Do you know about std::unique? Generally sets are a poor tool for removing duplicates.


Doesn't std::unique only generally work on consecutive items, and effectively requires the items to already be in a container (or at the very least have access to iterators to the items)?

If so, that sounds fairly limiting to me (i.e. potential extra storage - of duplicates, sorting required, etc).


This person is already putting sets inside vectors, so I don't think they are worried about storage.

But yes, you either need to stop occasionally and remove the duplicates or use a set, if the storage is prohibitive.

Otherwise in terms of performance, sorting and unique is much faster than inserting one element at a time in a set.


Can many hashes be combined quickly in a uniform way? This is another benefit of `<`, it composes.


> Can many hashes be combined quickly in a uniform way?

The XOR operator?


All pairs of {x,y} with x==y or hash(x)==hash(y) would hash to the same value (0). That's seems suboptimal.


If you do that 10 times for all members of your struct, do you get good uniformly distributed keys?

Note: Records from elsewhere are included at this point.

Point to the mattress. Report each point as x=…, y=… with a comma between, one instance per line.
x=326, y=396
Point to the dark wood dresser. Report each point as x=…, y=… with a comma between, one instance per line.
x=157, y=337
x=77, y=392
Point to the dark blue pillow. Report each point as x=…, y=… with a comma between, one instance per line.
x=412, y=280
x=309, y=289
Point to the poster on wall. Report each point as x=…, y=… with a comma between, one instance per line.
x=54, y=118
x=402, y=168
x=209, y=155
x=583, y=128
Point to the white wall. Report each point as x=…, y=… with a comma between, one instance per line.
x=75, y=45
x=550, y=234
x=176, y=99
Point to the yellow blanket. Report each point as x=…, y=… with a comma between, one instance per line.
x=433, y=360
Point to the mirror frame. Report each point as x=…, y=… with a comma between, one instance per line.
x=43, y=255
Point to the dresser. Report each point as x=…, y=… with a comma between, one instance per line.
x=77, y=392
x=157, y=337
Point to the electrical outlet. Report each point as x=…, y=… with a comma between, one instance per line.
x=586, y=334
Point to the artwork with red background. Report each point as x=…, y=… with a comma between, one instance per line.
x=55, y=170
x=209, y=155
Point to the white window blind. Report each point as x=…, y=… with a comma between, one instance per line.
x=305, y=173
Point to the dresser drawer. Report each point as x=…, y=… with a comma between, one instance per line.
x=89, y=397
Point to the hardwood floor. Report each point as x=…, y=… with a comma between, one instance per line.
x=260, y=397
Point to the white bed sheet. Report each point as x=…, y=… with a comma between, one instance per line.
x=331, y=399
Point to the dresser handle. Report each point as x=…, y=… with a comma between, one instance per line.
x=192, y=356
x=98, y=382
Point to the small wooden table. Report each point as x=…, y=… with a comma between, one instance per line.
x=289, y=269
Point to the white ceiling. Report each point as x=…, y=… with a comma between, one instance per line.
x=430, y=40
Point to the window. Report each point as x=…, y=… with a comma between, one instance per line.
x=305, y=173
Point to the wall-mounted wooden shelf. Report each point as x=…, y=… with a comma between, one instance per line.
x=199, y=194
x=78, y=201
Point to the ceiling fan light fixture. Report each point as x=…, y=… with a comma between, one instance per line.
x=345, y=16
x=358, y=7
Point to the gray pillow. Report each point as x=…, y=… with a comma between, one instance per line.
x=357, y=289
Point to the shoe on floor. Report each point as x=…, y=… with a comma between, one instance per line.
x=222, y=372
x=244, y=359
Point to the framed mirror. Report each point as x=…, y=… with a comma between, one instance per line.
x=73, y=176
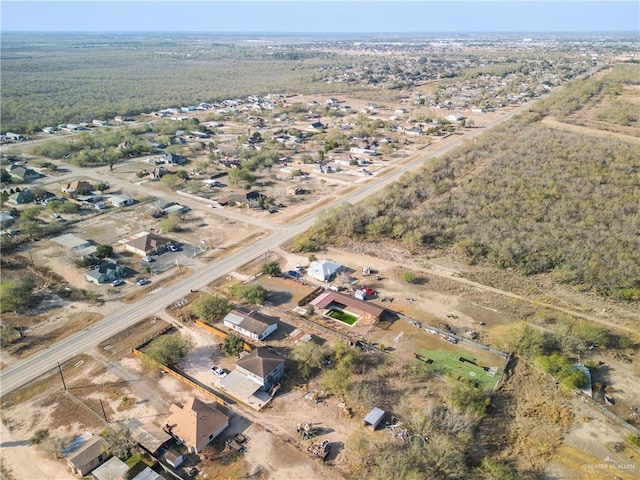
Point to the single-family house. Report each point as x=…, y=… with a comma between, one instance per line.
x=454, y=118
x=104, y=273
x=148, y=436
x=293, y=191
x=121, y=200
x=112, y=469
x=323, y=270
x=19, y=198
x=174, y=159
x=78, y=187
x=196, y=424
x=262, y=366
x=23, y=174
x=148, y=474
x=14, y=137
x=252, y=196
x=316, y=127
x=174, y=207
x=331, y=300
x=146, y=243
x=251, y=324
x=87, y=456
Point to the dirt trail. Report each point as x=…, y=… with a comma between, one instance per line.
x=592, y=132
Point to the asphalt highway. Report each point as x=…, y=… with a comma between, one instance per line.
x=44, y=361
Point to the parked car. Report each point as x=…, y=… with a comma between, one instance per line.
x=219, y=372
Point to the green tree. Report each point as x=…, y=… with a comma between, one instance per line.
x=104, y=251
x=168, y=349
x=17, y=294
x=118, y=441
x=251, y=292
x=271, y=268
x=211, y=308
x=233, y=345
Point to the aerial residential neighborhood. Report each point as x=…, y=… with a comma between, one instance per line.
x=320, y=257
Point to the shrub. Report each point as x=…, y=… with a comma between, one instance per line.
x=408, y=276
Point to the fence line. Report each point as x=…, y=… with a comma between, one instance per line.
x=183, y=377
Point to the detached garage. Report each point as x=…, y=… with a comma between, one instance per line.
x=374, y=417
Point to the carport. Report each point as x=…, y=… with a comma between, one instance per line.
x=374, y=417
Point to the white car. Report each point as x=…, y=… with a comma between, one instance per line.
x=219, y=372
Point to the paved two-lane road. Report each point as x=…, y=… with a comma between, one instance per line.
x=38, y=364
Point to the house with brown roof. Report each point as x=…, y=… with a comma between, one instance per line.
x=251, y=324
x=196, y=424
x=262, y=366
x=87, y=457
x=78, y=187
x=330, y=300
x=146, y=243
x=112, y=469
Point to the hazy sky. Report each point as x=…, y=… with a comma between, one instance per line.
x=298, y=16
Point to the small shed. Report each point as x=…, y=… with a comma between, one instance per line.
x=374, y=417
x=173, y=458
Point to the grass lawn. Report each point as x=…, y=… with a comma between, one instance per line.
x=344, y=317
x=444, y=362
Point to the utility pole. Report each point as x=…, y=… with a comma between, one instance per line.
x=62, y=376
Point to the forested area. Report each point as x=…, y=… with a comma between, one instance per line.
x=47, y=84
x=523, y=196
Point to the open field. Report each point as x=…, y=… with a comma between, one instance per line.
x=469, y=369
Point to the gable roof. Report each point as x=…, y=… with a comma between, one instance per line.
x=325, y=299
x=112, y=469
x=148, y=474
x=261, y=362
x=194, y=422
x=104, y=269
x=253, y=321
x=78, y=185
x=323, y=269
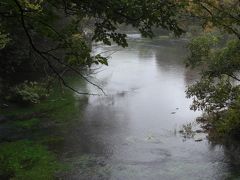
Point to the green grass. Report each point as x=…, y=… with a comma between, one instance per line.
x=24, y=160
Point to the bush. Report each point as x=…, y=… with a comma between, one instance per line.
x=29, y=92
x=24, y=160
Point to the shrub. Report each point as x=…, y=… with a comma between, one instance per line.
x=29, y=92
x=27, y=161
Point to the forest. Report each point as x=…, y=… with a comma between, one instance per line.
x=84, y=82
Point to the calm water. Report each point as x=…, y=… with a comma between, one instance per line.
x=132, y=133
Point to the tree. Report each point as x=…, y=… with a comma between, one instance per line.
x=61, y=24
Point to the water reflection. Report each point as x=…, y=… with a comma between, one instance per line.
x=132, y=132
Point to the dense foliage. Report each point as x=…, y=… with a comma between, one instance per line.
x=56, y=33
x=218, y=91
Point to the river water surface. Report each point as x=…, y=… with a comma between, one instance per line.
x=132, y=133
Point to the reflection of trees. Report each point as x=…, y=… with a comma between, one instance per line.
x=230, y=157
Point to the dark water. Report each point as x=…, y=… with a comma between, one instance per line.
x=132, y=133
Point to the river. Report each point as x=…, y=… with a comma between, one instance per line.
x=133, y=132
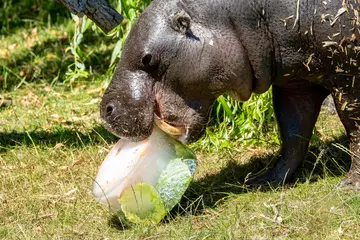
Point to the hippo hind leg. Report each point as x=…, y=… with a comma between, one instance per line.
x=346, y=94
x=297, y=106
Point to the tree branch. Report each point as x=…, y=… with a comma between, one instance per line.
x=100, y=11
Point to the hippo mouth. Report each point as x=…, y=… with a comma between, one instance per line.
x=178, y=131
x=169, y=128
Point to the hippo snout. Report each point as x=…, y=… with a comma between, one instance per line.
x=127, y=107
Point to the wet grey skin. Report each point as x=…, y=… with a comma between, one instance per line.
x=182, y=54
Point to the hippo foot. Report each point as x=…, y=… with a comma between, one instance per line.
x=275, y=176
x=351, y=181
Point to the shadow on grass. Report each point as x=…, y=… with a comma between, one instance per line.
x=51, y=62
x=66, y=136
x=323, y=159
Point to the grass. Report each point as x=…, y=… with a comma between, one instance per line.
x=52, y=143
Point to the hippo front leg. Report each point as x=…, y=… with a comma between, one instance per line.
x=297, y=107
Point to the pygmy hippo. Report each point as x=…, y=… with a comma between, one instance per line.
x=182, y=54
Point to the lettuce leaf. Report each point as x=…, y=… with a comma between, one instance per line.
x=142, y=204
x=173, y=182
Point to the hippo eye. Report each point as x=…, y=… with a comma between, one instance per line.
x=146, y=59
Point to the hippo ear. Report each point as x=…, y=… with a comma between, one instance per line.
x=180, y=22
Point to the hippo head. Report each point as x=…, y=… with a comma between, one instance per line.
x=173, y=67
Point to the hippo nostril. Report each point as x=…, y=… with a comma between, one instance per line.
x=110, y=108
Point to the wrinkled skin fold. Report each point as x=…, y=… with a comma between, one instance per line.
x=182, y=54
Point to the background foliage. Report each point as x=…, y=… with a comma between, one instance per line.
x=60, y=48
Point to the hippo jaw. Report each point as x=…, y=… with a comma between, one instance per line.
x=173, y=67
x=127, y=109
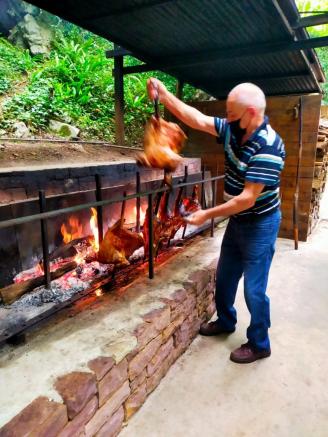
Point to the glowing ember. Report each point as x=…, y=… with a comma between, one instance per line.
x=99, y=292
x=94, y=229
x=71, y=231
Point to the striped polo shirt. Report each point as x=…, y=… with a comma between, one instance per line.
x=260, y=160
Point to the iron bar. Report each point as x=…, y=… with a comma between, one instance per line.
x=213, y=205
x=123, y=208
x=119, y=99
x=138, y=201
x=296, y=194
x=100, y=218
x=119, y=51
x=202, y=199
x=151, y=237
x=51, y=214
x=45, y=242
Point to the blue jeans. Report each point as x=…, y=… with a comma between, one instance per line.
x=247, y=248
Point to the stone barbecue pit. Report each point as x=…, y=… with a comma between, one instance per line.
x=84, y=370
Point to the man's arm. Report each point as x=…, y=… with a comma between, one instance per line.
x=240, y=203
x=187, y=114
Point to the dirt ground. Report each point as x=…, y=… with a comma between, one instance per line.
x=22, y=153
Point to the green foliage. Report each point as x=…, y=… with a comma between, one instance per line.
x=74, y=84
x=306, y=8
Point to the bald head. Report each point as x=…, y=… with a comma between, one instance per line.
x=248, y=95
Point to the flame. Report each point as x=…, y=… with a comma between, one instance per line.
x=71, y=231
x=99, y=292
x=94, y=229
x=142, y=213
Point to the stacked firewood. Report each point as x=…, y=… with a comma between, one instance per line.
x=320, y=174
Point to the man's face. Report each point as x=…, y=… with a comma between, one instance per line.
x=236, y=111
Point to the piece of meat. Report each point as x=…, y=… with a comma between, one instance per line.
x=162, y=143
x=190, y=204
x=119, y=244
x=165, y=225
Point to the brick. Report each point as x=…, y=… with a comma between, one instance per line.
x=112, y=381
x=76, y=389
x=154, y=380
x=113, y=427
x=140, y=361
x=18, y=194
x=182, y=335
x=175, y=299
x=135, y=400
x=201, y=278
x=100, y=366
x=139, y=380
x=5, y=197
x=145, y=332
x=104, y=414
x=184, y=308
x=75, y=427
x=160, y=318
x=173, y=326
x=41, y=417
x=160, y=356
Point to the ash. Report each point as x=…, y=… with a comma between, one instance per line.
x=64, y=288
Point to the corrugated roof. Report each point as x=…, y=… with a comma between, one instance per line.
x=177, y=35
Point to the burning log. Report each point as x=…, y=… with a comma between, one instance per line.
x=162, y=143
x=119, y=244
x=14, y=291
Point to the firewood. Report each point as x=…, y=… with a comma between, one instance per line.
x=14, y=291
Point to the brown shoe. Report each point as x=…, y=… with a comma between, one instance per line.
x=213, y=328
x=247, y=354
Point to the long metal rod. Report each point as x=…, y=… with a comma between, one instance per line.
x=202, y=199
x=51, y=214
x=52, y=140
x=138, y=201
x=151, y=237
x=185, y=193
x=100, y=218
x=45, y=242
x=213, y=205
x=296, y=194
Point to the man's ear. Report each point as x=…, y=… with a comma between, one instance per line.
x=252, y=111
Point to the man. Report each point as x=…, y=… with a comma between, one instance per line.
x=254, y=158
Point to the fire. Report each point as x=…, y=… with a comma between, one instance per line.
x=142, y=213
x=72, y=231
x=94, y=229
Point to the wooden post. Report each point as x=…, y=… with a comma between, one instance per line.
x=119, y=99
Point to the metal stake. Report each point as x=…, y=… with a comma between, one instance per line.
x=213, y=205
x=45, y=242
x=100, y=221
x=138, y=201
x=151, y=237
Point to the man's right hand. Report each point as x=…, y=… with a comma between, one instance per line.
x=156, y=89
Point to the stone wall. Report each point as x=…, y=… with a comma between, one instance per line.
x=99, y=402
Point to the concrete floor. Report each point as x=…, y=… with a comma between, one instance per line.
x=286, y=395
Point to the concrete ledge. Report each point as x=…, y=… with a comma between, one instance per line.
x=99, y=366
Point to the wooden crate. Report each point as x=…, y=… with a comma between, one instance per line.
x=281, y=112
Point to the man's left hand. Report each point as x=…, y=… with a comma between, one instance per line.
x=197, y=218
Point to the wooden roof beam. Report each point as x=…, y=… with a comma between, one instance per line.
x=209, y=56
x=313, y=20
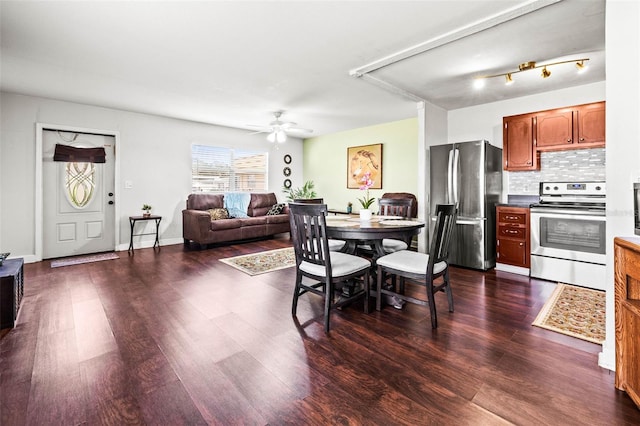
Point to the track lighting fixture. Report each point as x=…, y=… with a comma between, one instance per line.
x=526, y=66
x=545, y=73
x=509, y=78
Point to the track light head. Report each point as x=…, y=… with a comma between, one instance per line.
x=545, y=73
x=509, y=79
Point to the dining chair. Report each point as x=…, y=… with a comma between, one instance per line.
x=326, y=269
x=334, y=245
x=421, y=268
x=394, y=207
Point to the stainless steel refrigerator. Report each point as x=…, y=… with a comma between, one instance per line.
x=468, y=174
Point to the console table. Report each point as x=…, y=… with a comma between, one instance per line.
x=11, y=290
x=132, y=222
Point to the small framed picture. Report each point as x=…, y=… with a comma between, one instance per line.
x=362, y=160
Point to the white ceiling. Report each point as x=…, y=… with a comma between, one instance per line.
x=234, y=62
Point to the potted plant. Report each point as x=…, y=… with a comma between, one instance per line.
x=366, y=201
x=305, y=193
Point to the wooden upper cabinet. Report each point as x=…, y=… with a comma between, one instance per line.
x=591, y=119
x=526, y=135
x=555, y=129
x=518, y=152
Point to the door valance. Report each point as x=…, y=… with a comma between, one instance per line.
x=79, y=155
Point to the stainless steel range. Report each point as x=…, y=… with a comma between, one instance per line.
x=568, y=232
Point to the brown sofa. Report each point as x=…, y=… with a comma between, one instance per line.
x=199, y=227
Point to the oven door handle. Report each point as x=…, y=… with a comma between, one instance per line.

This post doesn't think so: https://stackoverflow.com/questions/5889238/why-is-xor-the-d...


XOR is a bad way to do it, but there are ones that work much better that are described in answers to that post, and it's what other languages use in similar situations (e.g. tuples in Python and C#):

https://github.com/python/cpython/blob/71db5dbcd714b2e1297c4...


Yes, and eventually you start computing another hash of the buffer of the concatenated members. I'm not saying it can't be done, I'm just comparing it with recursive memberwise comparison.


You need both access patterns (otherwise you do a double-lookup to insert a default value) and C++ already provides both.


Whatever is implemented by operator[] in a given language is going to be implicitly encouraged by the language, and that's what most novices will use.


> developer time is a significantly more expensive resource than compute

This also presupposes that making a fast program is a lot more work. However poor performance is usually due to negligence rather than a lack of optimization effort. All you need to write reasonably fast code by default (without micro-optimizing) is:

1. a good knowledge of available algorithms 2. a good understanding of the problem

1. Is a one-time investment on the programmers part that benefits all future programs they write. There is no marginal cost to being familiar with what's available in <algorithm>. 2. Has a marginal cost, but it's probably a time saver anyway. Measure once, cut twice.


My goto build system is:

- make

- Google's closure compiler (standalone Jar)

- imagemagick

It builds fast and never goes out of date.